The flowers were arranged. The guests were assembled. The grass was greener than green, the sky bluer than blue. The band struck up a perfect slow, jazzy tune as people shuffled down the vibrant red-carpeted aisle to their seats. Women giggled as they clung to their partners to prevent their heels from sinking into the soft dirt and toppling them head over heels into the perfectly arranged, white wooden seats. The Minister stood beneath the perfect arch adorned with small white roses re-reading the script in front of him; his figure ensconced in a perfect halo of light from the afternoon sunshine through the archway. Guests chattered between themselves, the soft laughter of women floating on the light breeze and mingling with the bright chirp of birds in the distance.
Oohs and ahhs filled the air as the groom and groomsmen made their way to the front of the group. Their black suits and freshly combed hair made them look suave and handsome, and small titters from the women in the audience debated which man was single and looking for some action tonight.
I quietly sat and studied the groom. He looked dashing in his suit. He always did. His hair was freshly cut to the perfect length, and he was biting his lip in a way I intimately knew meant he was nervous. I knew I should feel happy for him; today was his big day. But I couldn’t as I remembered, once again, that even though his intentions were honourable he could never marry me because he would always be married to her. He shot me a look of apology and sympathy, before turning his attention back to the aisle as the first of the bridesmaids approached. Unable to stomach what was about to come, I thanked god I had chosen one of the seats on the edge of the row as I slipped out and covertly and quietly slipped away from the group.

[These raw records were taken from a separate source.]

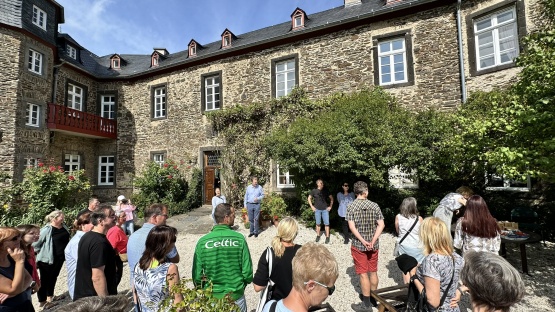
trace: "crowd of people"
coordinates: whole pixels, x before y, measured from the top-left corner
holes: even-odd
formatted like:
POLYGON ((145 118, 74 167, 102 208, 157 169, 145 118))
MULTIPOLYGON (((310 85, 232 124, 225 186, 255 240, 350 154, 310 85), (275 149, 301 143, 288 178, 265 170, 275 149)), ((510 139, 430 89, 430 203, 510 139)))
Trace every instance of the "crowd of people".
MULTIPOLYGON (((244 205, 249 219, 257 220, 264 192, 255 177, 251 181, 244 205)), ((251 283, 256 292, 267 294, 258 312, 308 311, 325 301, 335 290, 339 272, 332 253, 318 244, 319 230, 323 223, 324 243, 328 244, 334 197, 322 180, 316 186, 307 199, 317 224, 315 242, 296 244, 299 225, 294 218, 286 217, 279 223, 270 246, 260 255, 256 270, 246 237, 233 229, 235 209, 218 189, 213 200, 215 225, 195 247, 191 272, 194 285, 210 285, 215 298, 229 298, 242 312, 247 311, 244 293, 251 283)), ((354 192, 349 192, 348 183, 341 187, 336 196, 338 213, 343 221, 344 242, 351 243, 361 288, 360 301, 351 307, 355 311, 372 311, 377 305, 371 291, 379 284, 379 237, 385 227, 384 217, 379 205, 368 199, 365 182, 354 183, 354 192)), ((145 223, 137 231, 132 225, 135 209, 123 195, 115 206, 91 198, 71 230, 59 210, 46 216, 42 228, 1 227, 0 310, 34 311, 34 293, 43 309, 55 306, 63 296, 55 296, 54 289, 64 262, 68 293, 75 307, 84 308, 80 304, 83 301, 90 301, 89 306, 121 305, 123 299, 116 296, 117 286, 126 261, 136 311, 158 311, 167 299, 172 304, 183 301, 181 294, 171 293, 168 287, 178 283, 183 275, 177 266, 177 230, 166 225, 168 207, 145 207, 145 223)), ((253 223, 257 222, 251 222, 248 237, 256 238, 260 229, 253 223)), ((399 262, 404 261, 400 264, 403 280, 425 297, 430 311, 459 311, 458 302, 465 293, 470 293, 475 311, 508 311, 522 299, 524 287, 519 273, 496 255, 500 228, 484 199, 473 195, 470 188, 461 187, 447 194, 434 216, 425 219, 419 215, 415 198, 404 199, 395 217, 395 229, 398 253, 403 255, 399 262), (453 214, 459 214, 462 208, 464 213, 452 234, 453 214)))

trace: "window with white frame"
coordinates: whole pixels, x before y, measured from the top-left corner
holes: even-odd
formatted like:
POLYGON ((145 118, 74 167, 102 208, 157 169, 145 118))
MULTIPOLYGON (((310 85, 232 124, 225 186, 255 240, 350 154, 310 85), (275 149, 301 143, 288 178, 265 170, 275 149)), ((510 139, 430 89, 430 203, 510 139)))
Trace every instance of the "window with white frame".
POLYGON ((380 85, 408 81, 405 38, 395 38, 378 43, 380 85))
POLYGON ((67 107, 76 110, 83 110, 83 88, 67 84, 67 107))
POLYGON ((115 157, 98 157, 98 185, 114 185, 115 157))
POLYGON ((64 171, 72 174, 74 171, 81 169, 81 156, 77 154, 64 155, 64 171))
POLYGON ((515 7, 474 20, 474 42, 478 70, 512 63, 519 53, 515 7))
POLYGON ((389 185, 397 189, 417 189, 418 181, 414 178, 414 172, 412 174, 405 172, 402 168, 395 166, 390 168, 389 174, 389 185))
POLYGON ((166 87, 154 88, 154 100, 152 108, 153 118, 166 117, 166 87))
POLYGON ((220 76, 204 78, 204 110, 220 109, 220 76))
POLYGON ((40 127, 40 106, 36 104, 27 104, 25 110, 25 125, 31 127, 40 127))
POLYGON ((276 97, 291 93, 296 85, 295 59, 275 63, 276 97))
POLYGON ((71 57, 72 59, 76 60, 77 59, 77 49, 68 45, 67 46, 67 55, 69 55, 69 57, 71 57))
POLYGON ((116 118, 116 96, 113 94, 100 96, 100 116, 102 118, 116 118))
POLYGON ((25 158, 25 169, 27 168, 35 168, 38 166, 39 160, 34 157, 27 157, 25 158))
POLYGON ((157 163, 160 167, 164 165, 164 161, 166 161, 166 154, 165 153, 153 153, 152 154, 152 161, 157 163))
POLYGON ((35 74, 42 74, 42 53, 29 49, 29 59, 27 62, 27 69, 35 74))
POLYGON ((46 30, 46 12, 33 5, 33 24, 46 30))
POLYGON ((289 174, 289 171, 280 170, 279 165, 276 166, 276 176, 277 176, 277 187, 279 188, 295 187, 295 182, 293 182, 293 175, 289 174))

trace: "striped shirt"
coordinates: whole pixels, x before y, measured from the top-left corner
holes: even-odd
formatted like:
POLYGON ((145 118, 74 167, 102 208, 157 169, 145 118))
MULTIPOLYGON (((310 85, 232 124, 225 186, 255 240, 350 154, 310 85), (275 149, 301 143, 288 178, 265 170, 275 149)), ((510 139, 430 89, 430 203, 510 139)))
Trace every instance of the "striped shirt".
MULTIPOLYGON (((345 220, 353 221, 355 227, 366 241, 372 241, 378 220, 383 220, 383 214, 380 206, 368 199, 355 199, 348 207, 345 220)), ((376 240, 374 250, 378 250, 380 240, 376 240)), ((366 247, 354 235, 352 240, 353 247, 360 251, 367 251, 366 247)))

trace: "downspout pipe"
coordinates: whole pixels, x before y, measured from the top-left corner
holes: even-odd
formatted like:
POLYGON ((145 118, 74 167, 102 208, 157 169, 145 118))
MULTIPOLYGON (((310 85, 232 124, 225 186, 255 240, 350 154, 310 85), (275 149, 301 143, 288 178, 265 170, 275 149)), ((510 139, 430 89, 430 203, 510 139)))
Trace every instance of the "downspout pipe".
POLYGON ((462 103, 464 104, 466 103, 466 77, 464 75, 464 50, 462 44, 461 6, 462 0, 457 0, 457 38, 459 39, 459 70, 461 74, 462 103))

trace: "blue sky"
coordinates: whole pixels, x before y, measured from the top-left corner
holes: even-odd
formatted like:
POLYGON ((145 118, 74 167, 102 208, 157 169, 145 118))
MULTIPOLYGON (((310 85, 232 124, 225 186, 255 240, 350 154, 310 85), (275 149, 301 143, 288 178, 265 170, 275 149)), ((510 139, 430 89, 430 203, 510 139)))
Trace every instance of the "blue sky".
POLYGON ((170 53, 220 40, 224 29, 240 35, 288 21, 295 8, 308 15, 343 5, 344 0, 57 0, 64 7, 61 32, 104 56, 170 53), (193 4, 194 3, 194 4, 193 4))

Making my way towards the house, I couldn’t stop the tears that started streaming down my face. This was meant to be my day. My goddamn perfect day. And she was stealing it all from me. I would never get married now, I would always have him but I would never really have him. And she didn’t love him. This was all just to appease their parents. A farce that was ruining my life.

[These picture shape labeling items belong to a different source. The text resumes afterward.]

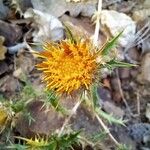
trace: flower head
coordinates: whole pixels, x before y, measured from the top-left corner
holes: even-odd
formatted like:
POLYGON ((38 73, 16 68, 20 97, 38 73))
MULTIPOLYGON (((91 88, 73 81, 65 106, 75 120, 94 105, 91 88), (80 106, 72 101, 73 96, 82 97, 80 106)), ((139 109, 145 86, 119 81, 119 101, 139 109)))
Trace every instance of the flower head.
POLYGON ((46 43, 44 51, 38 54, 44 60, 37 68, 43 71, 47 89, 55 89, 61 94, 88 89, 98 67, 96 53, 91 52, 92 48, 87 40, 46 43))

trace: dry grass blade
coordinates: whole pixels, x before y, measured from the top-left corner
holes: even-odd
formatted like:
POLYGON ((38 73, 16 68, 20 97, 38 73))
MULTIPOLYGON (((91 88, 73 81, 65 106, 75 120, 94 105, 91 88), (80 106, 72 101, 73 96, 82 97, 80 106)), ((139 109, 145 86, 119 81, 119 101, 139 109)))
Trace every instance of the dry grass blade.
POLYGON ((147 40, 150 37, 150 22, 147 22, 136 34, 135 37, 131 40, 131 42, 125 48, 124 53, 126 54, 128 50, 134 46, 138 46, 143 41, 147 40))

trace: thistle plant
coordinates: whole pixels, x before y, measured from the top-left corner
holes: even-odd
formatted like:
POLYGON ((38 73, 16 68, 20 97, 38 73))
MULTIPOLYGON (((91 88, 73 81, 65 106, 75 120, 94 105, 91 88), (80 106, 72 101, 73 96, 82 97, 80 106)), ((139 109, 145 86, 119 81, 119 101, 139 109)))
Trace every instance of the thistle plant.
MULTIPOLYGON (((101 7, 101 4, 99 4, 99 7, 101 7)), ((99 11, 101 11, 100 8, 99 11)), ((96 14, 100 15, 100 12, 96 14)), ((92 41, 91 39, 74 37, 72 32, 66 27, 67 38, 65 40, 59 43, 46 42, 43 45, 43 50, 36 52, 36 55, 42 58, 42 62, 37 64, 36 67, 42 71, 42 80, 45 82, 48 91, 53 91, 60 98, 62 96, 75 96, 78 100, 72 109, 72 113, 64 122, 58 134, 59 137, 63 134, 70 118, 86 99, 106 133, 117 146, 120 146, 101 117, 107 119, 110 123, 125 125, 125 122, 122 118, 116 119, 111 114, 101 110, 98 105, 97 87, 101 85, 103 69, 112 71, 116 67, 132 67, 133 65, 120 62, 117 59, 115 47, 123 31, 111 40, 106 41, 103 46, 99 46, 97 43, 97 32, 99 30, 97 28, 99 28, 99 21, 96 21, 95 36, 92 41)), ((52 105, 54 106, 54 103, 52 105)))
MULTIPOLYGON (((125 121, 122 118, 116 119, 101 109, 98 103, 100 98, 97 87, 102 85, 103 69, 112 71, 116 67, 132 67, 134 65, 120 62, 117 59, 116 44, 123 31, 106 41, 102 46, 98 44, 101 3, 102 1, 99 0, 98 12, 95 13, 96 28, 93 41, 90 38, 74 37, 70 29, 65 26, 65 40, 61 40, 59 43, 45 42, 41 52, 34 52, 39 58, 42 58, 42 62, 37 64, 36 67, 42 71, 42 81, 46 84, 47 99, 44 106, 52 106, 56 111, 66 114, 66 108, 59 104, 59 98, 61 99, 64 96, 75 97, 77 103, 58 133, 52 134, 46 139, 42 137, 35 137, 35 139, 17 137, 25 141, 22 149, 73 149, 73 144, 80 142, 83 138, 79 136, 80 132, 66 133, 65 128, 83 101, 90 106, 93 115, 105 130, 105 133, 118 147, 121 147, 102 118, 108 120, 109 123, 119 125, 125 125, 125 121)), ((12 146, 17 147, 19 145, 13 144, 12 146)))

Making my way inside, I blindly stumbled through the hallways until I reached his room where I had stored my bag and belongings. Sobbing quietly, I began to gather my stuff together to leave. I just couldn’t do this. Hearing footsteps in the hall I froze. I didn’t want anyone to find me like this. I didn’t want their pity – or worse – their scorn for coming between two people who didn’t want to be together.
A soft knock echoed through the room as the door opened slowly. A large figure filled the doorway, and I found myself looking into the kindly face of his father.
“Are you ok?” He asked, coming over and pulling me into a gentle hug.
Sniffling into his jacket, I replied. “I don’t think so. I’m sorry, but I have to leave. I can’t be here for this – I can’t do it anymore.”
Pulling me back, he pressed a large wad of money into my hand. “I know,” he said, smiling softly at me, “and I know how wrong this is. That’s why I want you to take this money and run – both of you run – and be together. Be happy.”
Startled, I started at the money in my hand. “But-but- he’s still out there.” I replied sadly. “He doesn’t want me. This.”
“That’s where you’re wrong” came a voice from behind me. “We have to leave now, before they realise what’s happened.” He came over quickly and grabbed my hand as we walked onto the balcony. “After you.” He said, helping me climb over the side of the ledge and grab a hold of the vine scaffold to climb down.
In shock, I started making my way down, wincing as my heeled feet slipped and I almost lost my grip. Reaching the ground, I gasped in shock as he grabbed me and pulled me into a passionate kiss.
“I love you” he said, looking deep into my eyes. “I will never leave you.”
Smiling and crying in happiness, I kissed him back. Maybe I would get my perfect wedding after all one day.